Liderado el mando oriental por Carlos Manuel Céspedes, quien había sido el principal gestor del grito independentista en su finca La Demajagüa, y encabezado el centro-camagüeyano por Ignacio Agramonte, se acordó convocar una Asamblea Constituyente encargada de dotar de un fundamento jurídico al país y elegir a las autoridades que debían dirigir sus instituciones.

A pesar de las diferencias, primó la sabiduría al poner la causa emancipadora por encima de los criterios divergentes y lograr la unidad de todas las fuerzas que la respaldaban; por lo cual, exactamente seie meses después del comienzo de la Guerra Grande, se escogió como sitio para el cónclave a Guáimaro, poblado de Camagüey cercano al límite con Oriente.

Estructurada en 29 apartados, entre los asuntos aprobados estuvo la constitución de un gobierno de forma republicana, adoptando la clásica división de poderes en legislativo, ejecutivo y judicial.

Además, se proclamó el objetivo emancipador y antiesclavista del proceso, y fue creada una Cámara de Representantes, que detentaría el poder político, así como el cargo de Presidente de la República en Armas como el poder ejecutivo, con lo cual se dotó al estado de instituciones de dimensión nacional.                      

La proyección de nuestra primera Carta Magna, no solo estableció sus vínculos con ese estado de la nación, y un elemento significativo resultó la limitación que se estableció a la Cámara de Representantes para suprimir las libertades de culto, imprenta, reunión pacífica y enseñanza, reconociendo por vez primera los derechos civiles y las garantías constitucionales a todos los ciudadanos cubanos.

De igual forma, se pronunció en materia de contribuciones, empréstitos públicos y ratificación de los tratados, declaración y conclusión de la guerra, mientras que por decisión de la Asamblea quedó la Isla dividida en cuatro Estados: Oriente, Centro, Las Villas y Occidente, con facultades para enviar a la Cámara igual representación.

La de Guáimaro, como las otras constituciones nacidas en el fragor de los combates por la independencia, expresaron los niveles más altos de la cultura jurídica, social y política de la patria.

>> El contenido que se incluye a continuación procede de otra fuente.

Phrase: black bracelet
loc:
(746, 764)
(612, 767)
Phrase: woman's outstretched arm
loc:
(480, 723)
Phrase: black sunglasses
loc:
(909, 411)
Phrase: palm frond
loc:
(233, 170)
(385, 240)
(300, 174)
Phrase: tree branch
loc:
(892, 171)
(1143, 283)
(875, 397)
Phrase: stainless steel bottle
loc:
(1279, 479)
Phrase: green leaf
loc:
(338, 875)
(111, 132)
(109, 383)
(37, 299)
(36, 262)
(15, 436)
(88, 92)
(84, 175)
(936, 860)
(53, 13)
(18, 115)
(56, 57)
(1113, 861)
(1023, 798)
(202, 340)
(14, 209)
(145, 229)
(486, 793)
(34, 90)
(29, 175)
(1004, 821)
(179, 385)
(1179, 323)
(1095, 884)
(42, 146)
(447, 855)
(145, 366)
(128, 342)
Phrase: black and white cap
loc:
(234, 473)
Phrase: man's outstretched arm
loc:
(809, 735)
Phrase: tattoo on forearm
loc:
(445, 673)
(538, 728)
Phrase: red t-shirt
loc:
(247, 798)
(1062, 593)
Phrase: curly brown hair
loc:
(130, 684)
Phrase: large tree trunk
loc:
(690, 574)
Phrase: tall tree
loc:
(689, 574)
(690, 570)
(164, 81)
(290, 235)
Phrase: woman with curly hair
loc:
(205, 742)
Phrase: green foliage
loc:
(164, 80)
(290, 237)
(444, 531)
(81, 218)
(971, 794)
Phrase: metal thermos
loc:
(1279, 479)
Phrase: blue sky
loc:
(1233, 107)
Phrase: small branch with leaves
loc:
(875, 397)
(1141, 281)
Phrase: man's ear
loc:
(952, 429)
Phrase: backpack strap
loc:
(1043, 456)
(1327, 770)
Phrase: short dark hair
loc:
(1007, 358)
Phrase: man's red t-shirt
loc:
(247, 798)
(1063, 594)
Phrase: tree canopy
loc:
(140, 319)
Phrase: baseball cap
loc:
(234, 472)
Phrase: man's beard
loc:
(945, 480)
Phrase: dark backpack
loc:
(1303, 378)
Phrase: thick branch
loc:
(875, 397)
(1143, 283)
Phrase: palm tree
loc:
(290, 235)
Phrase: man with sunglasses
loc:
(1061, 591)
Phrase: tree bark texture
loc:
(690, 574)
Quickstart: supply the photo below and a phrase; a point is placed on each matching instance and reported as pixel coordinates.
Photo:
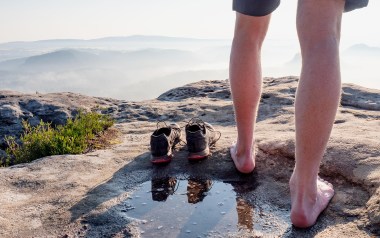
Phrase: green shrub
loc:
(75, 137)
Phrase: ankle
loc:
(243, 150)
(303, 186)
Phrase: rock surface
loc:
(83, 195)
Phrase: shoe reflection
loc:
(162, 188)
(197, 189)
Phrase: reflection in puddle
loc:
(170, 207)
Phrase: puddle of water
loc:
(170, 207)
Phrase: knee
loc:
(251, 30)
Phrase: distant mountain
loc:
(295, 61)
(363, 50)
(119, 42)
(88, 58)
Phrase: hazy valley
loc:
(143, 67)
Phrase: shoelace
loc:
(193, 121)
(165, 125)
(199, 122)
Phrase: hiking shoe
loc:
(200, 136)
(163, 141)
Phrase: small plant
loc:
(77, 136)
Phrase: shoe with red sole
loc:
(200, 136)
(162, 142)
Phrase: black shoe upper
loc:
(164, 139)
(200, 135)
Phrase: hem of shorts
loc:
(257, 15)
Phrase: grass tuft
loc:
(77, 136)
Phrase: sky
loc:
(27, 20)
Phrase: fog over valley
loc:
(143, 67)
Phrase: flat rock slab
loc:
(84, 195)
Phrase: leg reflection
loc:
(245, 214)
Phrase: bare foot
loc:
(306, 207)
(244, 163)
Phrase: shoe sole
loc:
(161, 159)
(199, 155)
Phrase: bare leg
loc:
(318, 25)
(246, 79)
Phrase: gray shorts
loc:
(264, 7)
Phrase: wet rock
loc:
(374, 212)
(43, 192)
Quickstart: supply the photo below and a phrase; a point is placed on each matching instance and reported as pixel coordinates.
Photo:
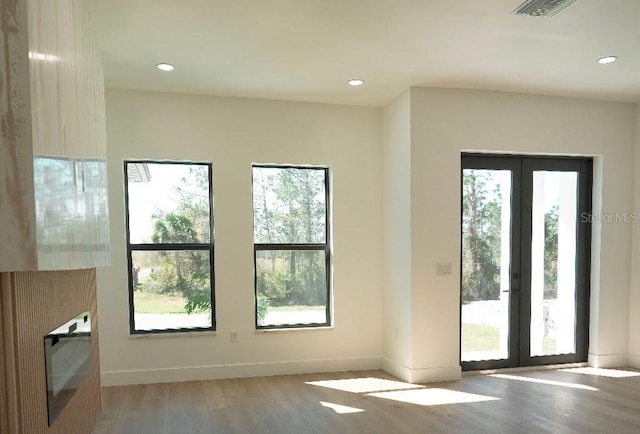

Incluso con sus limitaciones, ella dotó de un Estado de Derecho a esta nación que emergía, que podía reclamar su reconocimiento internacional y movilizar el apoyo de otros países para la lucha que, en combate cruel y desigual, libraba el pueblo cubano.

De ahí que estén presentes en el espíritu actual del país sus concepciones libertarias y democráticas, convirtiendo a aquel cónclave del 10 de abril de 1869 en la semilla de la República de Cuba.